Exercise. Let $R,S$ and $T$ be equivalence relations on $A$ and suppose that $R\subset S\subset T$. Prove that $(S/R) \circ (T/R)$ is an equivalence relation on $A/R$. Note that $S/R=\{([x]_R,[y]_R) :(x,y) \in S\}$.
This is my work that I have done.
$$\begin{array}{crl} ([x]_R,[y]_R)\in (S/R)\circ (T/R) &\Rightarrow &\exists_z (x,z)\in(T/R) \wedge(z,y)\in (S/R) \\ &\Rightarrow &\ (x,z) \in T \wedge (z,y) \in S \\ &\Rightarrow&\ (x,y) \in S \circ T\\ &\Rightarrow&\ (x,y) \in A x A\\ &\Rightarrow & ([x]_R,[y]_R) \in A/R. \end{array}$$
I appreciate your contributions with the definitions used.
What you did is wrong: you picked a pair of elements in an equivalence relation (in this case, the composition of two equivalence relations) and concluded that that pair belongs to the set where those equivalence relations are defined.
Let me explain that without quotient sets so that you see more easily the source of your confusion.
It's like you have two equivalence relations $T,S$ on the set $A$, and try to prove that the composition of those is still a subset of $A$: it isn't, it's a subset of $A^2$; moreover, it's an equivalence relation on $A$.
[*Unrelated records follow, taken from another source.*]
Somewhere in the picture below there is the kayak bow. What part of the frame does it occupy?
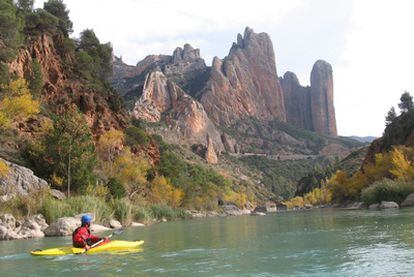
[30,240,144,256]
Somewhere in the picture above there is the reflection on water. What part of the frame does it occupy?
[0,209,414,276]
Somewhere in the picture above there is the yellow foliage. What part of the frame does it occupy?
[0,160,10,178]
[224,189,248,208]
[151,176,184,208]
[50,174,64,187]
[85,184,110,198]
[0,76,40,128]
[304,185,332,205]
[112,148,149,196]
[284,196,305,209]
[390,148,414,182]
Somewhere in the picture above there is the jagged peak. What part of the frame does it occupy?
[173,43,201,63]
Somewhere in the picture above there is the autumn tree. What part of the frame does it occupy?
[0,160,9,179]
[0,79,40,128]
[385,107,397,126]
[26,107,96,196]
[113,148,149,198]
[398,91,413,112]
[98,129,124,176]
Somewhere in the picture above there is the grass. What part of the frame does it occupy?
[361,179,414,205]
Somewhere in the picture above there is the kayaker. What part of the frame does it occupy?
[72,215,106,250]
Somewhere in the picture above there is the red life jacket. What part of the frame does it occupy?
[72,225,101,248]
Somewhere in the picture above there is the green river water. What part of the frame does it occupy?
[0,209,414,276]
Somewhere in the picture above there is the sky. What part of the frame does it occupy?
[35,0,414,136]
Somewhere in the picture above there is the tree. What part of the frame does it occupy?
[398,91,413,112]
[43,0,73,37]
[0,79,40,128]
[98,129,124,176]
[0,160,10,179]
[0,0,21,63]
[385,107,397,126]
[26,107,96,196]
[113,148,149,198]
[17,0,34,15]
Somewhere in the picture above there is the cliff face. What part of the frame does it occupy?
[113,28,342,160]
[200,28,286,125]
[9,34,126,135]
[280,71,313,130]
[132,71,224,152]
[280,60,337,136]
[311,60,337,136]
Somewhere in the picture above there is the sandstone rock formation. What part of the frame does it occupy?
[280,60,337,136]
[132,71,224,151]
[200,27,286,125]
[0,214,48,240]
[0,158,49,197]
[311,60,337,136]
[9,34,126,135]
[205,135,218,164]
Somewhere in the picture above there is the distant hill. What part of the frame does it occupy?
[349,136,378,143]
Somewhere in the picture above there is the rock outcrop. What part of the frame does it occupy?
[205,135,218,164]
[0,158,49,198]
[132,71,224,152]
[9,34,127,135]
[0,214,48,240]
[311,60,337,136]
[200,27,286,125]
[280,60,337,136]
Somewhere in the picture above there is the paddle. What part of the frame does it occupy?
[77,229,124,254]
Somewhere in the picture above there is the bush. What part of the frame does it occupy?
[108,178,125,198]
[361,178,414,205]
[42,196,112,223]
[125,126,151,146]
[150,204,188,220]
[111,198,133,226]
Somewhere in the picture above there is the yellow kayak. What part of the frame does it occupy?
[30,240,144,256]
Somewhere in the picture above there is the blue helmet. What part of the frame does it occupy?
[81,214,92,224]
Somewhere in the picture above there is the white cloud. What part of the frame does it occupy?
[36,0,414,135]
[334,0,414,136]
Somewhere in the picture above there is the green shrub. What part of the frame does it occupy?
[42,196,112,223]
[111,198,133,225]
[150,204,187,220]
[125,126,151,146]
[108,178,125,198]
[133,206,154,222]
[361,178,414,205]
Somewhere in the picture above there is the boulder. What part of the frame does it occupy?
[346,202,365,210]
[50,189,66,200]
[0,214,16,230]
[109,219,122,229]
[368,203,379,210]
[379,201,400,210]
[17,217,46,239]
[0,223,22,240]
[401,193,414,207]
[304,204,313,210]
[44,217,79,237]
[91,224,111,233]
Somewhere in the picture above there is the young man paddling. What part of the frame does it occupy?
[72,215,107,250]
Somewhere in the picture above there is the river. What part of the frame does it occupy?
[0,209,414,276]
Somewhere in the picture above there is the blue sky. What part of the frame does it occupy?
[36,0,414,136]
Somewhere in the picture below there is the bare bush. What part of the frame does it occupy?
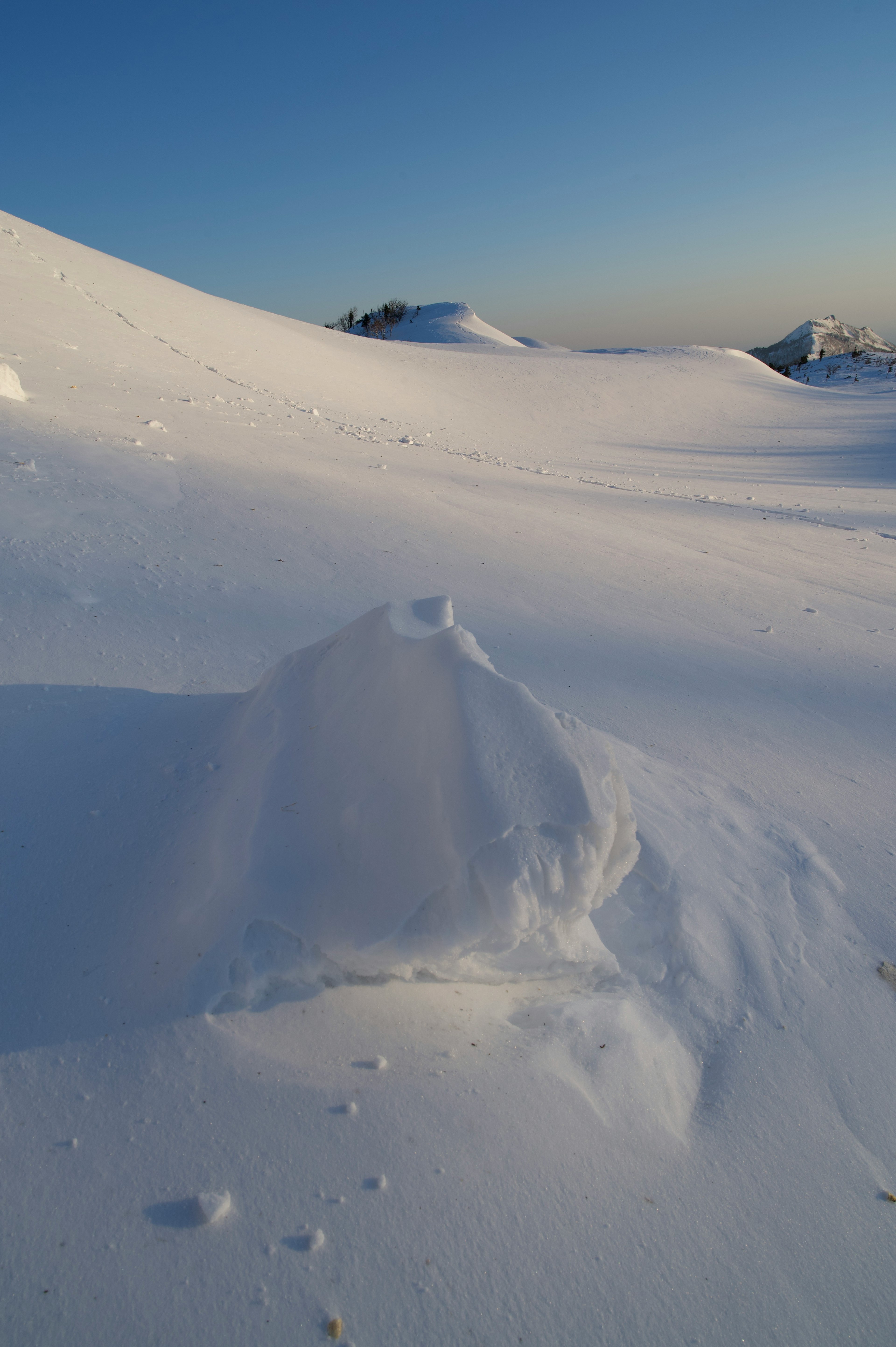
[323,304,358,333]
[383,299,407,337]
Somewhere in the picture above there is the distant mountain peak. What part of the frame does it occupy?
[749,314,896,366]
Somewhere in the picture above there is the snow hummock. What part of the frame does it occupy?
[352,300,523,346]
[513,337,569,350]
[0,213,896,1347]
[0,364,28,403]
[748,314,896,365]
[209,595,639,1002]
[195,1191,230,1226]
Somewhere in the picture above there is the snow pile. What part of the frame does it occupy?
[749,314,896,366]
[352,300,523,346]
[206,597,637,1006]
[513,337,569,350]
[0,365,28,403]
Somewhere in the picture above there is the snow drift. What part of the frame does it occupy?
[0,365,28,403]
[352,300,523,346]
[205,597,637,1005]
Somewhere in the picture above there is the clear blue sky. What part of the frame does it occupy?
[0,0,896,346]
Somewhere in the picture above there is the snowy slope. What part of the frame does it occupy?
[353,302,520,346]
[750,314,896,366]
[0,217,896,1347]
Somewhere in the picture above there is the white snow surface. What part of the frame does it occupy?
[0,362,28,403]
[352,300,522,346]
[0,217,896,1347]
[750,314,896,366]
[202,595,637,986]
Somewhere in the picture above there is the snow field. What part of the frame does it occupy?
[0,210,896,1347]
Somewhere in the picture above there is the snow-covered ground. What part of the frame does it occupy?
[749,314,896,369]
[352,300,525,346]
[0,217,896,1347]
[790,352,896,393]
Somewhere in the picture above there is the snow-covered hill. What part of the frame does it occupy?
[352,300,520,346]
[0,202,896,1347]
[749,314,896,368]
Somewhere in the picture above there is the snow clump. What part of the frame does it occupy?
[209,597,639,1010]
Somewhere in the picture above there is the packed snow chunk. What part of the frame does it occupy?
[0,365,28,403]
[195,1192,230,1226]
[210,597,639,981]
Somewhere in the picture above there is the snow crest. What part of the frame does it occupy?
[205,597,639,1006]
[0,364,28,403]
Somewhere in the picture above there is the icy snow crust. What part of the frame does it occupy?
[207,597,639,1006]
[0,213,896,1347]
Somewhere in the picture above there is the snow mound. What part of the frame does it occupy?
[352,300,522,346]
[513,337,569,350]
[205,597,637,1008]
[748,314,896,366]
[0,365,28,403]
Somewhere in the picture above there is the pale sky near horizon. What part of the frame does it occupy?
[7,0,896,348]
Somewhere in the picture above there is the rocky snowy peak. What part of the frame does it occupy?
[352,300,523,346]
[749,314,896,365]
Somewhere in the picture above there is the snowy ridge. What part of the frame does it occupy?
[352,300,525,346]
[748,314,896,366]
[0,207,896,1347]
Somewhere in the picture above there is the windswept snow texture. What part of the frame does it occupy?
[0,364,27,403]
[0,213,896,1347]
[749,314,896,368]
[515,337,569,350]
[352,300,520,346]
[206,597,637,977]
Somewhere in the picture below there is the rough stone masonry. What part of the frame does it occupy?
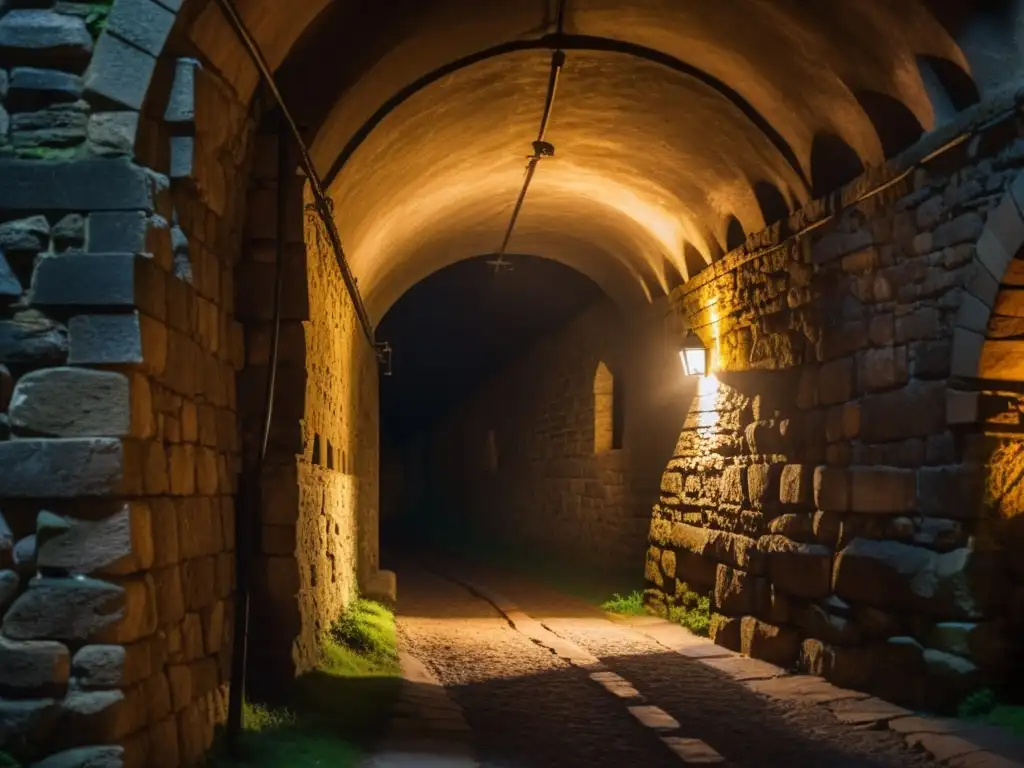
[0,0,1024,768]
[646,107,1024,711]
[0,0,377,768]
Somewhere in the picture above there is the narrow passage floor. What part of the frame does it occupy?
[380,562,937,768]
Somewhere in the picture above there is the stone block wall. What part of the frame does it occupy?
[646,109,1024,709]
[0,3,251,768]
[237,135,379,695]
[0,1,379,768]
[430,302,678,570]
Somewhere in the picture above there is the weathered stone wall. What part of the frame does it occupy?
[423,302,679,569]
[0,3,251,766]
[238,135,378,693]
[0,2,380,768]
[647,111,1024,708]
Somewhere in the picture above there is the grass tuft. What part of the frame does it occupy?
[668,584,711,637]
[601,590,648,616]
[956,688,1024,736]
[212,599,400,768]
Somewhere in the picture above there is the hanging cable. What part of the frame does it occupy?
[211,0,383,358]
[487,0,565,274]
[226,120,294,756]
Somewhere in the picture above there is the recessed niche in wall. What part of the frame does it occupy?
[594,362,615,454]
[483,429,498,472]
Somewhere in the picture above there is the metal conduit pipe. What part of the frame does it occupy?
[217,0,380,349]
[487,0,565,273]
[226,119,294,756]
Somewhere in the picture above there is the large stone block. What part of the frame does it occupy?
[739,616,800,669]
[37,503,154,574]
[9,368,131,437]
[758,536,831,600]
[818,357,854,406]
[72,645,128,689]
[0,158,154,212]
[814,466,850,512]
[0,696,59,757]
[669,522,764,581]
[833,539,990,620]
[857,346,910,392]
[68,312,149,366]
[0,309,68,366]
[794,601,863,645]
[3,579,125,642]
[779,464,813,506]
[715,565,758,616]
[798,638,872,689]
[860,381,946,442]
[0,8,92,69]
[746,464,782,509]
[850,467,918,513]
[60,689,145,749]
[0,438,124,499]
[0,638,71,698]
[719,467,746,505]
[30,253,163,312]
[918,466,985,520]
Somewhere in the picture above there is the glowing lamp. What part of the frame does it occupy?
[679,331,711,376]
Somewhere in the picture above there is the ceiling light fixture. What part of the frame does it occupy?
[487,0,565,274]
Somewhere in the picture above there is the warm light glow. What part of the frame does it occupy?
[679,331,711,376]
[691,374,721,429]
[679,347,708,376]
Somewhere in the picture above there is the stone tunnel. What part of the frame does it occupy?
[0,0,1024,768]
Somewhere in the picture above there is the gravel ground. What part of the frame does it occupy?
[398,568,679,768]
[398,566,936,768]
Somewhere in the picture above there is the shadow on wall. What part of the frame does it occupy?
[385,302,691,572]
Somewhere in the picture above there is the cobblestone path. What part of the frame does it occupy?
[385,564,937,768]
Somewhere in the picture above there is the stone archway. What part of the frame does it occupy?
[0,0,1017,767]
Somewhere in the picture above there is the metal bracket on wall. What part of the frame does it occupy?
[374,341,393,376]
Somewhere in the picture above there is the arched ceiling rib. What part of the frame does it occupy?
[191,0,969,318]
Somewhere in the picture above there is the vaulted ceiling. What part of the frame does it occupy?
[190,0,999,322]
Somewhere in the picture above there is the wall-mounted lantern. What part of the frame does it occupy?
[679,331,711,376]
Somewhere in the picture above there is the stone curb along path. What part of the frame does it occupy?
[360,630,479,768]
[607,614,1024,768]
[435,571,725,765]
[435,571,1024,768]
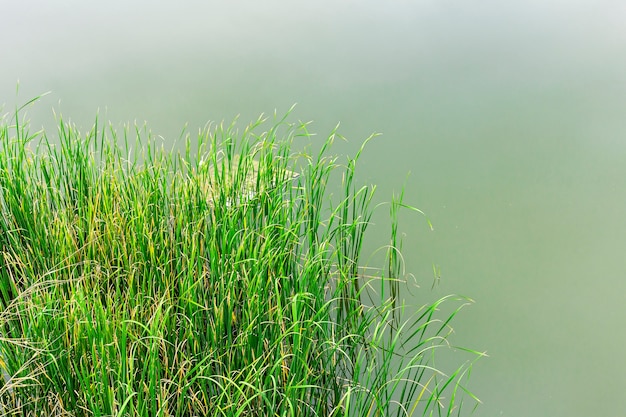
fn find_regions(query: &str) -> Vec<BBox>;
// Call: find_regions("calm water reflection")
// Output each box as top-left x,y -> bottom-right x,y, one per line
0,0 -> 626,417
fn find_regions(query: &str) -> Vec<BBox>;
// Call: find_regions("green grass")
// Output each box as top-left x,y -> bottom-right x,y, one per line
0,99 -> 480,417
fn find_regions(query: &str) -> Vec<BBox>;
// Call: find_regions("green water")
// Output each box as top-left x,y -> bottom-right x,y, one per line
0,0 -> 626,417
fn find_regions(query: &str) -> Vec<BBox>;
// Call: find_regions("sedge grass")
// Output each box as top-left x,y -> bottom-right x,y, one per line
0,101 -> 480,417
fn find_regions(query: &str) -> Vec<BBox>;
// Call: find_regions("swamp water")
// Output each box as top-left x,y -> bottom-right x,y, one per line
0,1 -> 626,416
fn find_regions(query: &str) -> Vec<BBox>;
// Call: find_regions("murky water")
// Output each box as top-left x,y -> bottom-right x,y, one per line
0,0 -> 626,417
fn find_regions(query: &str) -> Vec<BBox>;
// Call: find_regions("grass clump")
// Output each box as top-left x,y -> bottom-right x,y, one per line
0,101 -> 476,417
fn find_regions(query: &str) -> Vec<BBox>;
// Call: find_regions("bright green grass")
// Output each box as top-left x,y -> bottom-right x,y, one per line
0,98 -> 480,417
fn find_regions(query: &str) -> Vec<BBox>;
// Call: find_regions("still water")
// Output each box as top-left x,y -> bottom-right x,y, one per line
0,0 -> 626,417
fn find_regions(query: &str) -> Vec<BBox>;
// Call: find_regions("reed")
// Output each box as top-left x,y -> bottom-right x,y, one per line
0,99 -> 480,417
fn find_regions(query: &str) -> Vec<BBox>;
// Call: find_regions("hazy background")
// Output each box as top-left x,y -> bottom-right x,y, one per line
0,0 -> 626,417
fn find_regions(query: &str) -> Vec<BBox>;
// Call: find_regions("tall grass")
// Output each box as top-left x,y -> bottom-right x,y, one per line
0,101 -> 478,417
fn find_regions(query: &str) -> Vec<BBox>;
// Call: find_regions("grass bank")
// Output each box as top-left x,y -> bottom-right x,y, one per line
0,101 -> 479,417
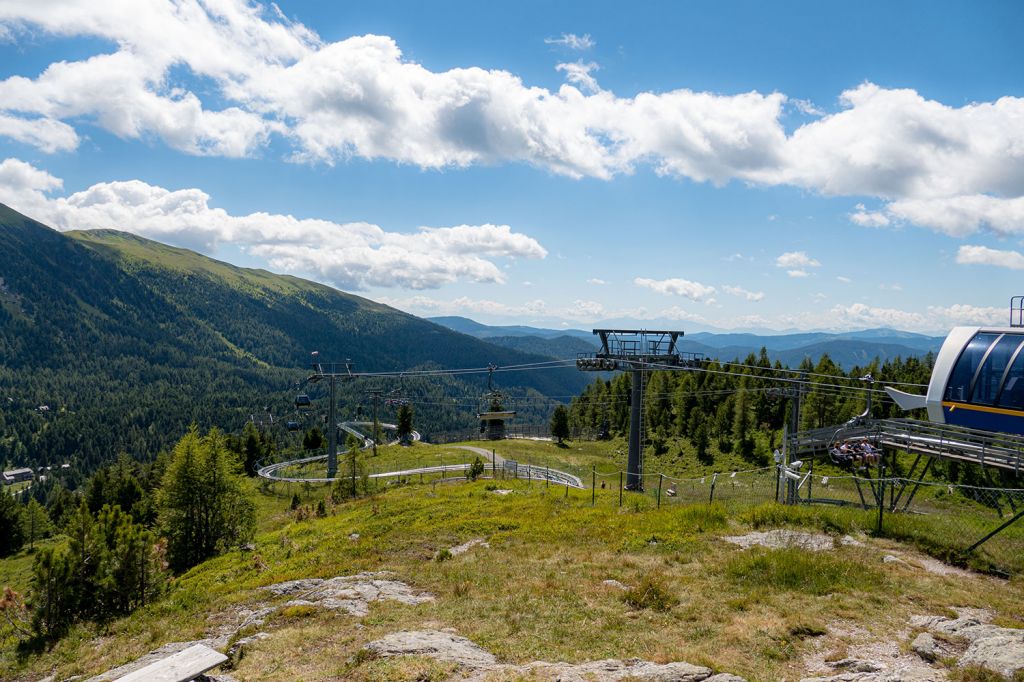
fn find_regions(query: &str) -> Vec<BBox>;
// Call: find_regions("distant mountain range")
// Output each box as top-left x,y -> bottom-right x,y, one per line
430,316 -> 944,369
0,205 -> 590,471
And in the end you don't even try to prove the main thing.
So let me try to prove the desired result following that line of though.
Suppose $S$ and $R$ are equivalence relations on $A$ with $R \subseteq S$, and let us prove that $S/R \subseteq (A/R)^2$. $$ ([x]_R, [y]_R) \in S/R \Longrightarrow (x,y) \in S \subseteq A^2 \Longrightarrow ([x]_R,[y]_R) \in (A/R)^2. $$ So $S/R$ is a binary relation on $A/R$.
Now we still have to prove that $S/R$ is a reflexive, symmetric and transitive.
To see that it is reflexive, let $[x]_R \in A/R$; it follows that $x \in A$, and since $S$ is reflexive on $A$, we get $(x,x) \in S$, whence $([x]_R, [x]_R) \in S/R$.
Now, let $([x]_R,[y]_R) \in S/R$. It follows that $(x,y) \in S$ and since $S$ is symmetric, $(y,x) \in S$, whence $([y]_R,[x]_R) \in S/R$. Thus $S/R$ is symmetric.
Can you now prove that $S/R$ is transitive, and therefore an equivalence relation?
(Notice that I used several times the definition of $S/R$ that you provided.)
Now, what happens with $S$, happens just the same with $T$, since $R \subseteq T$ too.
So we have $S/R$ and $T/R$ as two equivalence relations on $A/R$, and since $S \subseteq T$, we have $(S/R) \subseteq (T/R)$, yielding $(S/R) \circ (T/R) = T/R$.
Check this last equality, verifying a double inclusion:
if $([x]_R,[z]_R) \in (S/R) \circ (T/R)$, with $[y]_R \in A/R$ such that $([x]_R, [y]_R) \in S/R$ and $([y]_R, [z]_R) \in T/R$, then from $S/R \subseteq T/R$, we get $$([x]_R, [y]_R),\; ([y]_R, [z]_R) \in T/R,$$ whence $([x]_R,[z]_R) \in T/R$, by transitivity.
Conversely, given $([x]_R,[y]_R) \in T/R$, since $S/R$ is transitive, $([x]_R, [x]_R) \in S/R$, and so $([x]_R,[y]_R) \in (S/R) \circ (T/R)$.